# Data Model — Spec 113: Platform Ops Runbooks

This design describes the data we will read/write to implement the `/system` operator runbooks, grounded in the existing schema.

## Core persisted entities

### OperationRun (existing)
- Table: `operation_runs`
- Ownership:
  - Workspace-owned (always has `workspace_id`)
  - Tenant association is optional (`tenant_id` nullable) to support workspace/canonical runs
- Fields (existing):
  - `id`
  - `workspace_id` (FK, NOT NULL)
  - `tenant_id` (FK, nullable)
  - `user_id` (FK to `users`, nullable)
  - `initiator_name` (string)
  - `type` (string; for this feature: `findings.lifecycle.backfill`)
  - `status` (`queued|running|completed`)
  - `outcome` (`pending|succeeded|failed|blocked|...`)
  - `run_identity_hash` (string; active-run idempotency)
  - `summary_counts` (json)
  - `failure_summary` (json)
  - `context` (json)
  - `started_at`, `completed_at`

#### Summary counts contract
- Must only use keys from `App\Support\OpsUx\OperationSummaryKeys::all()`.
- v1 keys for this runbook:
  - `total` (findings scanned)
  - `processed` (findings processed)
  - `updated` (findings updated + duplicate consolidations)
  - `skipped` (findings unchanged)
  - `failed` (per-tenant job failures)
  - `tenants` (for all-tenants orchestrator: tenants targeted)

#### Context shape (for this feature)
Store these values in `operation_runs.context`:

- `runbook`:
  - `key`: `findings.lifecycle.backfill`
  - `scope`: `all_tenants` | `single_tenant`
  - `target_tenant_id`: int|null
  - `source`: `system_ui` | `cli` | `deploy_hook`
- `preflight`:
  - `affected_count`: int (findings that would change)
  - `total_count`: int (findings scanned)
  - `estimated_tenants`: int|null (for all tenants)
- `reason` (required for all-tenants and break-glass):
  - `reason_code`: `DATA_REPAIR|INCIDENT|SUPPORT|SECURITY`
  - `reason_text`: string
- `platform_initiator` (when started from `/system`):
  - `platform_user_id`: int
  - `email`: string
  - `name`: string
  - `is_break_glass`: bool

Notes:
- We intentionally do not store secrets/PII beyond operator email/name already used in auditing.
- `failure_summary` should store sanitized messages + stable reason codes, as already done by `RunFailureSanitizer`.

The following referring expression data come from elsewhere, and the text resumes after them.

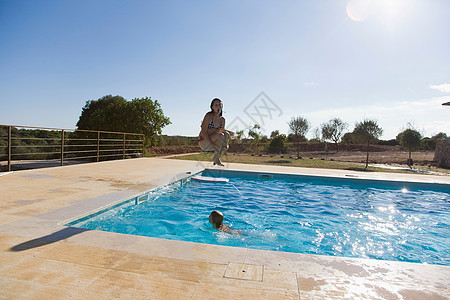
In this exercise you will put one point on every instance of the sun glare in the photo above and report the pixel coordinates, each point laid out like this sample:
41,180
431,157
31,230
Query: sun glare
388,13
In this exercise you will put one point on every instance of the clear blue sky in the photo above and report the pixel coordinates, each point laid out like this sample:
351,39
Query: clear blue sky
386,60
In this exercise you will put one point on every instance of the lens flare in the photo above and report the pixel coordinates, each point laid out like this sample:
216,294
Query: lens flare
358,10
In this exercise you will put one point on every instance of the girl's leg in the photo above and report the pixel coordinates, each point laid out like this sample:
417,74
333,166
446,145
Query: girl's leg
221,140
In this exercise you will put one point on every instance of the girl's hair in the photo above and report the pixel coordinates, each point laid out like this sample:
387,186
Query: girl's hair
212,102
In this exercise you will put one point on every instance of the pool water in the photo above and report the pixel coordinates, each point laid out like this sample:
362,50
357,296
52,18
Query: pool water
315,215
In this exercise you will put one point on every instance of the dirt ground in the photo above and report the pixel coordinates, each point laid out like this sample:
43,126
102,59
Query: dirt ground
390,155
423,158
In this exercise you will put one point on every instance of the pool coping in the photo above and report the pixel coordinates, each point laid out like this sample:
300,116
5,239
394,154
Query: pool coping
315,275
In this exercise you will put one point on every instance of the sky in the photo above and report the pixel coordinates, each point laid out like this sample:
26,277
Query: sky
268,60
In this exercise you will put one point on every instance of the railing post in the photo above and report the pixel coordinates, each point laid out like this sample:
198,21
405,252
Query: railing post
124,145
62,147
143,145
98,146
9,148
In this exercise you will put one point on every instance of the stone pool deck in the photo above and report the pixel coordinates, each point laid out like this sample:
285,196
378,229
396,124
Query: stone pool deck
42,259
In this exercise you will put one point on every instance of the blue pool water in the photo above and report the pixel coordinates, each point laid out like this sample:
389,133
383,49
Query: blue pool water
316,215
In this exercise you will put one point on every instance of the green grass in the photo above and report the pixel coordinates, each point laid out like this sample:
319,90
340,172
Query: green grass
291,162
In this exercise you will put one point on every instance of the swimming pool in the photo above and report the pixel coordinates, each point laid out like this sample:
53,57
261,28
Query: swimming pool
305,214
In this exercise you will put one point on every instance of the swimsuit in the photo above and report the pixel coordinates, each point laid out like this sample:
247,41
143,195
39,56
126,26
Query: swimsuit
210,127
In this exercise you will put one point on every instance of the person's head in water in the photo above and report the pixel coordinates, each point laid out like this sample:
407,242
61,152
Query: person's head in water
216,105
216,218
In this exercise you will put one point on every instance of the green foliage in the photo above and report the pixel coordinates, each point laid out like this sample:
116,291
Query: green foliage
427,144
333,130
367,131
348,138
114,113
277,143
439,136
409,139
298,127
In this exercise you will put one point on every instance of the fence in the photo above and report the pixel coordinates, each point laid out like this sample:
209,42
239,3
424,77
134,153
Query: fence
23,144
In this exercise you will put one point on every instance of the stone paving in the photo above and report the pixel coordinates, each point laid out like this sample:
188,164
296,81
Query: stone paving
42,259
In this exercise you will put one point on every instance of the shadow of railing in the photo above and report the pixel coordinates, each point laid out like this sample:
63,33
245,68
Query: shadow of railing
48,239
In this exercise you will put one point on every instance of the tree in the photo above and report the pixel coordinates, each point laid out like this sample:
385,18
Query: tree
348,138
114,113
333,130
439,136
298,126
367,131
410,139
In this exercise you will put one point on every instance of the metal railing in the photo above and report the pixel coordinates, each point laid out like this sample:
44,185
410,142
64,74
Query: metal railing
20,144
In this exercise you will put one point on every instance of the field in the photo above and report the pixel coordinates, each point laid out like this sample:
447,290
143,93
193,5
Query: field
349,160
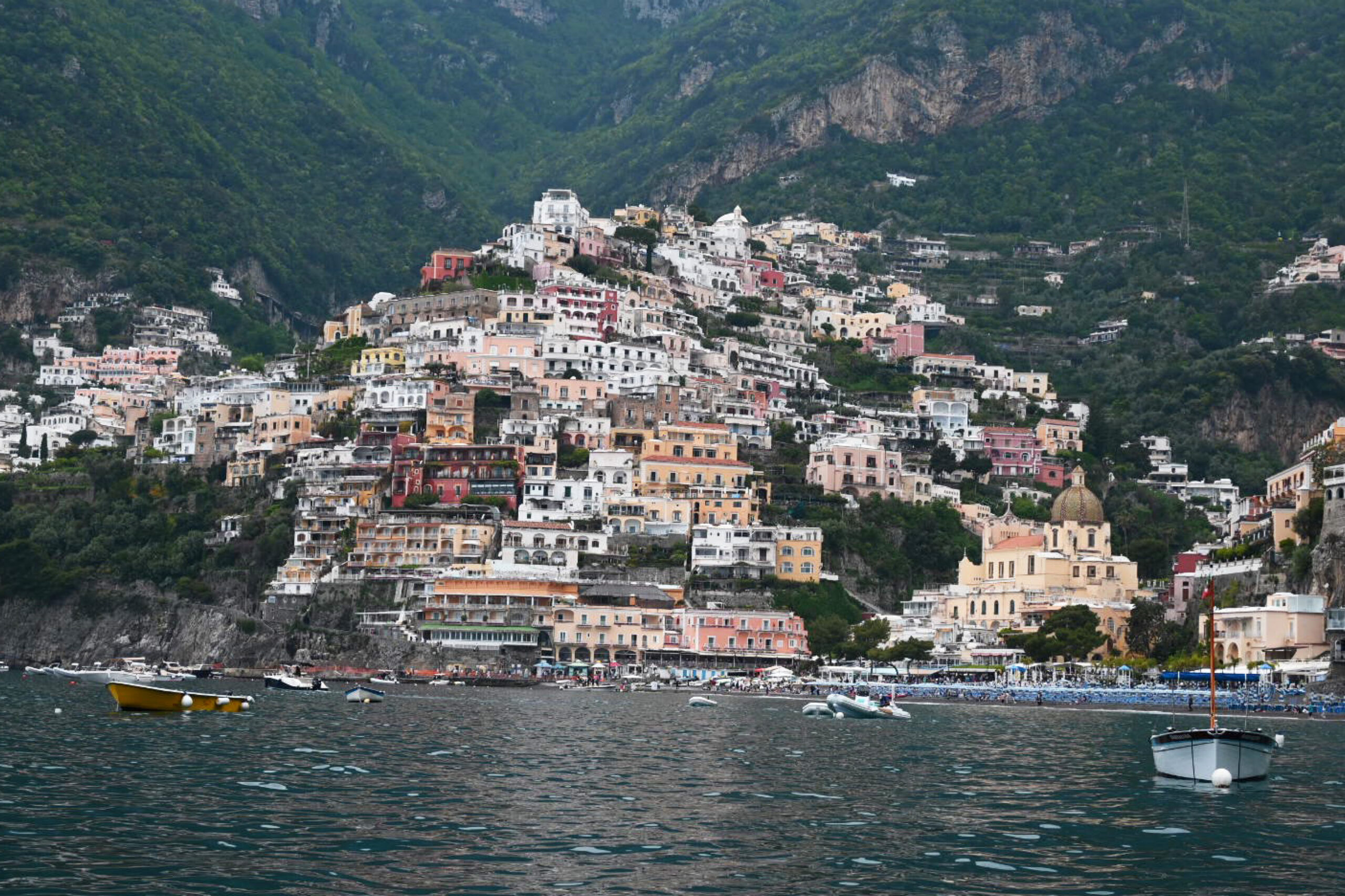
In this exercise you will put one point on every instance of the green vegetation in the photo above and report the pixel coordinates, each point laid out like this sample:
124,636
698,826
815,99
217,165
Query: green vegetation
1070,633
88,526
891,548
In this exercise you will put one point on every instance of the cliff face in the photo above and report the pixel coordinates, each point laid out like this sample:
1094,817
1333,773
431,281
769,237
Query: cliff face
1277,420
44,290
902,100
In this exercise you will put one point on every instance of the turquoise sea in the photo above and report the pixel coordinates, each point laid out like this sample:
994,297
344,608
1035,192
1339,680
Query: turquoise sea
463,790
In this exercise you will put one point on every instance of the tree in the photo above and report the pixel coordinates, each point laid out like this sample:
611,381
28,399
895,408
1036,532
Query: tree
1308,523
868,635
840,283
1070,633
942,459
826,634
1145,627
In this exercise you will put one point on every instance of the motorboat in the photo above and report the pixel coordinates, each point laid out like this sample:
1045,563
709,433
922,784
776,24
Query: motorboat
287,681
863,708
150,699
1218,755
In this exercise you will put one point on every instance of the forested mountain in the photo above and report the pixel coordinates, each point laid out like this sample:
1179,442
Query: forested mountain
334,142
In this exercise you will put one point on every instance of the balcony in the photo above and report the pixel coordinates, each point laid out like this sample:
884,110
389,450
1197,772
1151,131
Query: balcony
1336,619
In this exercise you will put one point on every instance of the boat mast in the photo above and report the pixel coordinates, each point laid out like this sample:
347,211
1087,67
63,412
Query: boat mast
1214,692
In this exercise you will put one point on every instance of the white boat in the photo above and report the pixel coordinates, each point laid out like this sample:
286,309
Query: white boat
1197,754
286,681
863,708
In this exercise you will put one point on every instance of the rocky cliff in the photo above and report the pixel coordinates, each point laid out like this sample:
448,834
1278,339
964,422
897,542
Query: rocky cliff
45,288
1277,419
894,100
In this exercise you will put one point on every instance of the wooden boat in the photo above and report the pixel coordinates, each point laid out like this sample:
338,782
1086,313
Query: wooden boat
1218,755
148,699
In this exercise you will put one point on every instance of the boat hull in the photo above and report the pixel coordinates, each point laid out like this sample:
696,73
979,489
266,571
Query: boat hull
147,699
851,708
1196,754
294,682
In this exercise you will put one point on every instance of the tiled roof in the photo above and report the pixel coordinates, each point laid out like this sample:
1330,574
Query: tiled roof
693,462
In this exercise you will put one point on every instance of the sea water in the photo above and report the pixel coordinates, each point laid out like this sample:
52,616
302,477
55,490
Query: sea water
469,790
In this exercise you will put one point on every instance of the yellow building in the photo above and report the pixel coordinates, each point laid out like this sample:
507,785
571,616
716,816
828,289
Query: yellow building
378,361
1029,571
798,554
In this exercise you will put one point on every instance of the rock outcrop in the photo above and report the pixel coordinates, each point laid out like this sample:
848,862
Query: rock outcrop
44,290
894,100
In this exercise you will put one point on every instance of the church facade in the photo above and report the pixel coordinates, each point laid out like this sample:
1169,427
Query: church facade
1031,569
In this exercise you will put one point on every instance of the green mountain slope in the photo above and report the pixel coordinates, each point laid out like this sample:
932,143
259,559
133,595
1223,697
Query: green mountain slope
335,142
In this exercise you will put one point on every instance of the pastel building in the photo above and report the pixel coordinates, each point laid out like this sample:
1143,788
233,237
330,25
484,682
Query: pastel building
1288,627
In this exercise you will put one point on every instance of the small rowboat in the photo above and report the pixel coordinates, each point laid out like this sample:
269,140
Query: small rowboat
144,697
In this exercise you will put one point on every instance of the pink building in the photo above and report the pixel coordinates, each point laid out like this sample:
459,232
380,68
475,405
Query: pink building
743,634
856,465
1013,451
896,341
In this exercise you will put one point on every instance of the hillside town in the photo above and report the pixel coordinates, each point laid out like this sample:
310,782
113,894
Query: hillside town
564,451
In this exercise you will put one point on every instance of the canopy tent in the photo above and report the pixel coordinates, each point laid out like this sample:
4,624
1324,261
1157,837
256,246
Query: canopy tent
1219,677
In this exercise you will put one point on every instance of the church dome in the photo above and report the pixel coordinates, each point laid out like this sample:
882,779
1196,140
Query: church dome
1077,504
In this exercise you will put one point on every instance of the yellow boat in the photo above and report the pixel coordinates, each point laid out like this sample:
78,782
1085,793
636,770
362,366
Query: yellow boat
143,697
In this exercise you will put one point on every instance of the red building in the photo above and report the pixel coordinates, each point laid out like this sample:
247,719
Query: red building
458,474
1015,451
1052,473
596,305
447,264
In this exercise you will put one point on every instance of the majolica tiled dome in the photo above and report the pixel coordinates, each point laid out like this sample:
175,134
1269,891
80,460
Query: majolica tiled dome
1077,504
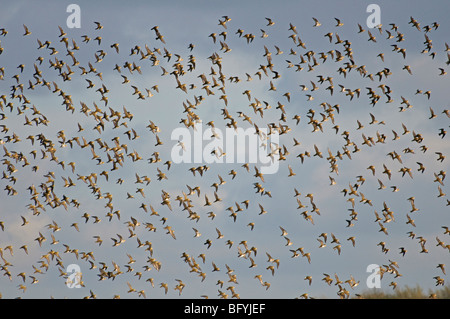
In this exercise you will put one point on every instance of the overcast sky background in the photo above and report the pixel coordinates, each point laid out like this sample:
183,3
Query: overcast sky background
183,23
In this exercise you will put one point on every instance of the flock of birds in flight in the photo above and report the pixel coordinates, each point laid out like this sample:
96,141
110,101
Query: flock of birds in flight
28,153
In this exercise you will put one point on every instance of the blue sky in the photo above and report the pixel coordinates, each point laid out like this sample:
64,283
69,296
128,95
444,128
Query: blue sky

#### All-tenants run modeling (v1)
- All-tenants executes as a single **workspace-scoped** run (`tenant_id = null`).
- Implementation fans out to multiple tenant jobs, but they all update the same workspace run via:
  - `OperationRunService::incrementSummaryCounts()`
  - `OperationRunService::appendFailures()`
  - `OperationRunService::maybeCompleteBulkRun()`
- Per-tenant `OperationRun` rows are not required for v1 (avoids parent/child coordination).

### Audit log (existing infrastructure)
- Existing: `App\Services\Intune\AuditLogger` is already used for System login auditing.
- New audit actions (stable action IDs):
  - `platform.ops.runbooks.preflight`
  - `platform.ops.runbooks.start`
  - `platform.ops.runbooks.completed`
  - `platform.ops.runbooks.failed`
- Audit context should include:
  - runbook key, scope, affected_count, operation_run_id, platform_user_id/email, ip/user_agent.

### Alerts (existing infrastructure)
- Use `AlertDispatchService` to create `alert_deliveries` for operators.
- New alert event:
  - `event_type`: `operations.run.failed`
  - `tenant_id`: platform tenant id (to route via workspace rules)
  - `metadata`: run id, run type, scope, view-run URL

## Derived / non-persisted

### Runbook catalog
- Implementation as a PHP catalog (no DB table) with:
  - key, label, description, capability required, estimated duration (can reuse `OperationCatalog`).

## State transitions
- `OperationRun.status/outcome` transitions are owned by `OperationRunService`.
- Expected transitions (per run):
  - `queued` → `running` → `completed(succeeded|failed|blocked)`
- Locks:
  - Tenant runs: already implemented via `Cache::lock('tenantpilot:findings:lifecycle_backfill:tenant:{id}', 900)`
  - All-tenants orchestration: add a scope-level lock to prevent duplicate fan-out.